What about Spending Affordability? Each December, the legislature sets a “Spending Affordability” target to limit the growth of government expenditures. In the past, the Spending Affordability target has been tied to the growth of personal income, or to the magnitude of the state’s “structural” budget deficit (ongoing expenditures over ongoing revenues). A restrictive Spending Affordability target could limit the amount of the new revenues that could be used for expenditures in the upcoming budget.
One-time expenditures. The state is likely to reserve some of the additional revenue for one-time expenditures. This strategy is intended to make use of a temporary surplus without increasing the level of ongoing spending.

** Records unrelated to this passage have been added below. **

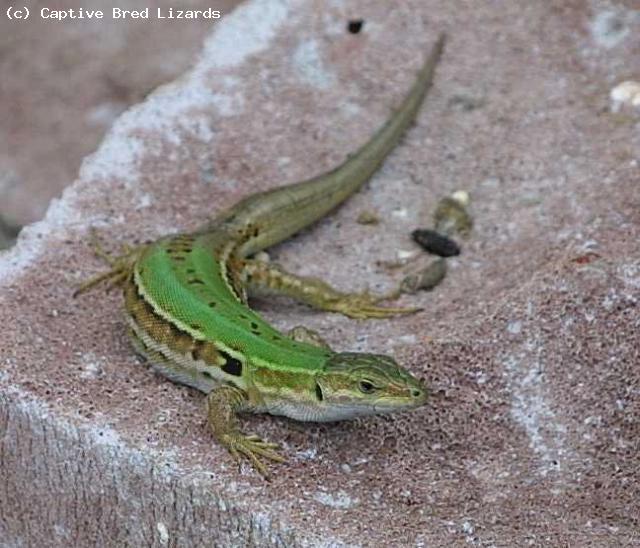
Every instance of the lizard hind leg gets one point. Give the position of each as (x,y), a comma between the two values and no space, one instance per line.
(223,404)
(268,278)
(121,265)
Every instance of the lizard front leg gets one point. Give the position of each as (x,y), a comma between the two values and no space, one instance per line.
(223,404)
(267,278)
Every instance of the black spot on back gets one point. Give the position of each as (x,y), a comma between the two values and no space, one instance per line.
(231,366)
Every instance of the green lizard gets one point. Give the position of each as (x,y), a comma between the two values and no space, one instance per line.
(186,303)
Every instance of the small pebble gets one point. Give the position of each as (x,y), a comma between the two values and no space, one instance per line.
(435,243)
(425,279)
(368,218)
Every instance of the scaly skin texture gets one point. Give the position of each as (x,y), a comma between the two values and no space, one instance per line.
(186,302)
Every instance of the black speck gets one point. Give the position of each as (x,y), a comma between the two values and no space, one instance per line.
(435,243)
(232,366)
(354,26)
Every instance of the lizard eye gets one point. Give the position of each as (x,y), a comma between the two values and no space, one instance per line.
(366,387)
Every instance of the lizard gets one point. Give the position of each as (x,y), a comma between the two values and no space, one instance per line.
(186,301)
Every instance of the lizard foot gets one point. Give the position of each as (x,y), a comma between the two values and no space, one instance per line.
(252,447)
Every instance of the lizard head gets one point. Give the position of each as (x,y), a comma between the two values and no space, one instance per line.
(355,384)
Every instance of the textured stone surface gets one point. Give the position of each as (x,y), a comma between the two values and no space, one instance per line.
(531,344)
(66,81)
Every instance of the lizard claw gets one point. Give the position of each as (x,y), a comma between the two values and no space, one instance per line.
(252,447)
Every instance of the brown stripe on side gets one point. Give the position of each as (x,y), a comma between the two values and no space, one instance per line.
(164,332)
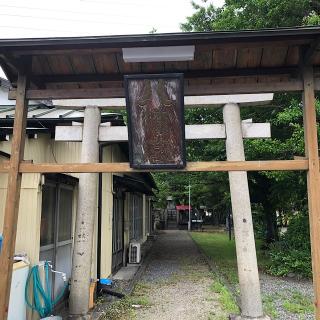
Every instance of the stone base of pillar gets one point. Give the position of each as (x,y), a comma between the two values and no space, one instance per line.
(237,317)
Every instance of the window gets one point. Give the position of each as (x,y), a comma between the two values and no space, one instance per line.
(136,216)
(48,215)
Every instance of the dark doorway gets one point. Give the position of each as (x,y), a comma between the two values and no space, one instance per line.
(117,231)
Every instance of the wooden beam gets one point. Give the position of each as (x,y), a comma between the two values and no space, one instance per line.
(189,101)
(311,52)
(193,132)
(268,165)
(191,74)
(313,178)
(193,90)
(13,196)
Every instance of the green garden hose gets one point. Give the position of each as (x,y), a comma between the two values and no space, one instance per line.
(42,297)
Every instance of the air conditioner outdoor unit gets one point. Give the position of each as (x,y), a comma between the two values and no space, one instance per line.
(135,252)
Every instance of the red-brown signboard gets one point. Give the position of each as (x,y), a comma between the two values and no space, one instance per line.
(156,121)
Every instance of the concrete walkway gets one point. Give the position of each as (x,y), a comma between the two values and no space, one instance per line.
(176,283)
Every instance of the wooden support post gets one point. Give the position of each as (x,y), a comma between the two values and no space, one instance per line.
(13,196)
(86,213)
(313,177)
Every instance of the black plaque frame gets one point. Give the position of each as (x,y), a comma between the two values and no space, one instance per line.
(180,93)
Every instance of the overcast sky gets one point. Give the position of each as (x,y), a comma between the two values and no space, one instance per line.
(44,18)
(64,18)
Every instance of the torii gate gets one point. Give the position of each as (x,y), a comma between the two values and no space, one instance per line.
(233,130)
(233,62)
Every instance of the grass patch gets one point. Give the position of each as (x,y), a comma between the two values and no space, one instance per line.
(217,247)
(298,304)
(225,298)
(269,306)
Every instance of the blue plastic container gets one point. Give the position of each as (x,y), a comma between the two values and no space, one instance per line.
(106,281)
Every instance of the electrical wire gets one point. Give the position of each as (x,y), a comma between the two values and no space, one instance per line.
(75,20)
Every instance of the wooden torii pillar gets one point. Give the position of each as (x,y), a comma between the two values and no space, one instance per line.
(313,177)
(13,195)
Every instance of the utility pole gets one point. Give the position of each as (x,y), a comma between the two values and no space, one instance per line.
(189,222)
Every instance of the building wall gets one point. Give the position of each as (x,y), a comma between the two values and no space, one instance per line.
(42,149)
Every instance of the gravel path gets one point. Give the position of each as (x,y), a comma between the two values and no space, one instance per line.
(176,283)
(279,292)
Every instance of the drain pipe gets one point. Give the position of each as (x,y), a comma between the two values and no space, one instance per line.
(101,146)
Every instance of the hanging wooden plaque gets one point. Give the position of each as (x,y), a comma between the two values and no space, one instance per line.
(155,111)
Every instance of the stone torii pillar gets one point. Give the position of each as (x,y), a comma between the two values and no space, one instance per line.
(251,303)
(86,213)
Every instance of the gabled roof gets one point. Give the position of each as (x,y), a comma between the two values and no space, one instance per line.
(221,58)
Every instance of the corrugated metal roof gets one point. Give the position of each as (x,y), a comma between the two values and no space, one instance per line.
(44,119)
(54,113)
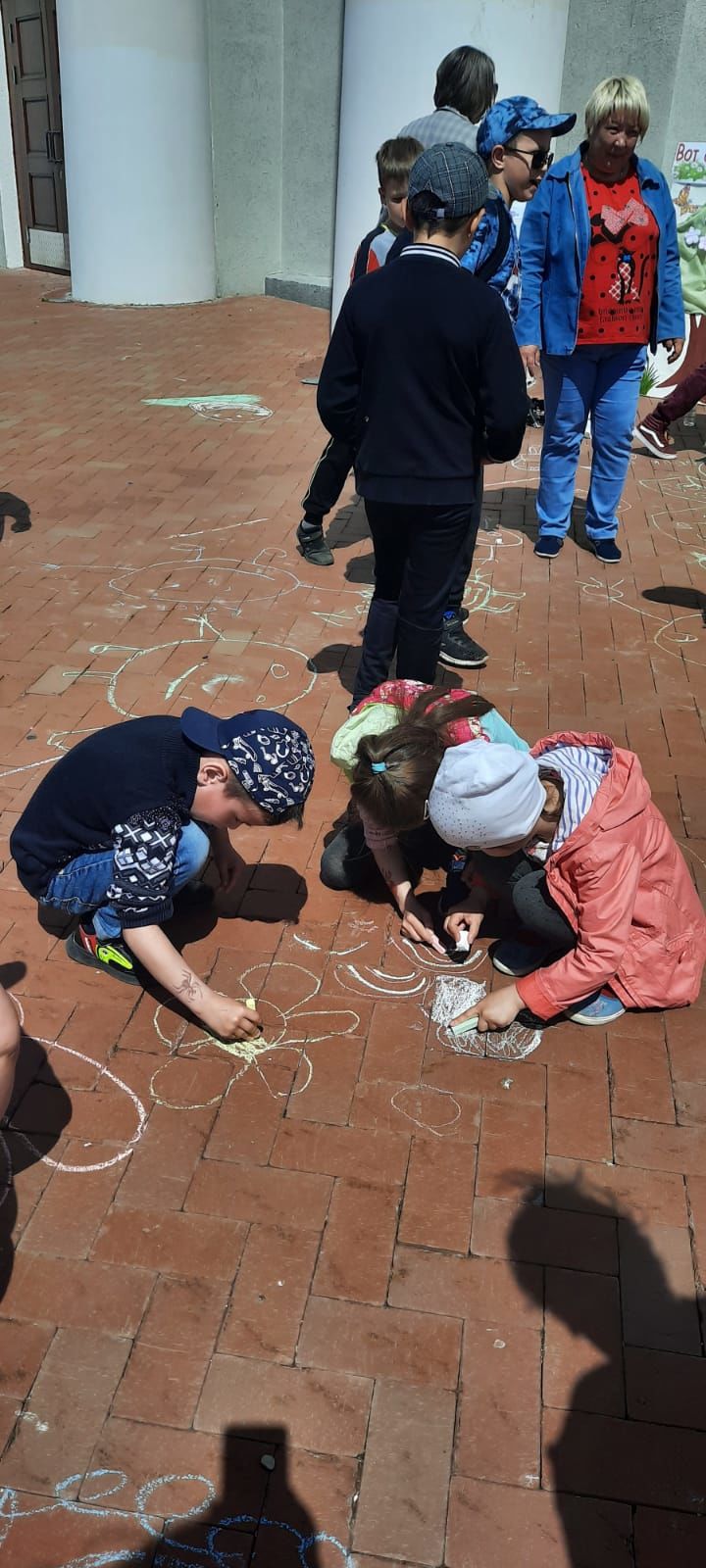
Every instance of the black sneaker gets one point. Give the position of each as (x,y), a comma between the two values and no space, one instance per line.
(107,956)
(548,546)
(457,648)
(313,546)
(608,551)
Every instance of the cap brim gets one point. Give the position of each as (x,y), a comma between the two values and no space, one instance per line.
(559,124)
(200,728)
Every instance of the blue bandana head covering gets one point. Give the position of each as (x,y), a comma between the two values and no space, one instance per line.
(271,755)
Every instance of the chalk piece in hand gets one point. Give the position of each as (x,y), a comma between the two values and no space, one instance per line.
(465,1026)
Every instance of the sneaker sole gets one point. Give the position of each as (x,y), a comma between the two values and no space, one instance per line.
(655,452)
(612,562)
(595,1023)
(78,954)
(313,559)
(462,663)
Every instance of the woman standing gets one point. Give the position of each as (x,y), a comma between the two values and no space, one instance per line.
(465,91)
(600,281)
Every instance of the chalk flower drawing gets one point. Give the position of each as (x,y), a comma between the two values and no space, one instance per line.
(287,1031)
(156,1548)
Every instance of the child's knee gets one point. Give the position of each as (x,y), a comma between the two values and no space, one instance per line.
(10,1029)
(192,854)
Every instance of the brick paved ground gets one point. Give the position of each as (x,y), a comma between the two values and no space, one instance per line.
(457,1298)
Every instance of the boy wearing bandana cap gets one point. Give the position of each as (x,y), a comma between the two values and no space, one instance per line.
(129,817)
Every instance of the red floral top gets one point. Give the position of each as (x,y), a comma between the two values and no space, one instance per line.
(619,281)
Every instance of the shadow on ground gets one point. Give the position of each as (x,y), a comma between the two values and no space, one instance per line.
(272,1531)
(38,1113)
(682,598)
(630,1434)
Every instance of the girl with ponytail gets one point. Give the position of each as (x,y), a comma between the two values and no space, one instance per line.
(391,750)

- “PAYGO” Capital. “Pay-as-you-go,” or PAYGO capital means using cash for capital projects instead of using debt financing. We may well see the capital program increased through the use of PAYGO. Some likely recipients could be school construction, housing programs, higher education projects, environmental projects, local projects (including state funding for nonprofits’ capital projects), and transportation projects.
- Funding long-term liabilities. Another way the state may use one-time money would be to make payments towards future liabilities, such as pension and retiree health insurance costs.
- Reserve funds. The State may choose to sock away some of the added revenue in the “Rainy Day Fund” to buffer future revenue downturns, the Catastrophic Event Fund to finance government costs in a natural disaster or other emergency, or in one of several special-purpose reserve funds.
Over the next couple months, Governor Hogan and the Department of Budget and Management will be assembling the proposed budget for fiscal year 2023. Until the Governor presents the budget on January 19, that process unfolds largely behind closed doors. In its 2022 session, the legislature will not have the ability to add items to the Governor’s proposed budget. Under a constitutional amendment approved last year, the legislature will have that power starting in 2023.
If there is something your nonprofit would like to see added to the budget, you need to persuade the Governor, the Budget Secretary and/or the relevant state agency head to support that item.
With these preliminary revenue estimates in place, we expect those discussions will be underway behind the scenes very shortly.
There is an unusually large amount of revenue available this year. But you still need proactive and effective advocacy right now to get favorable consideration for your item.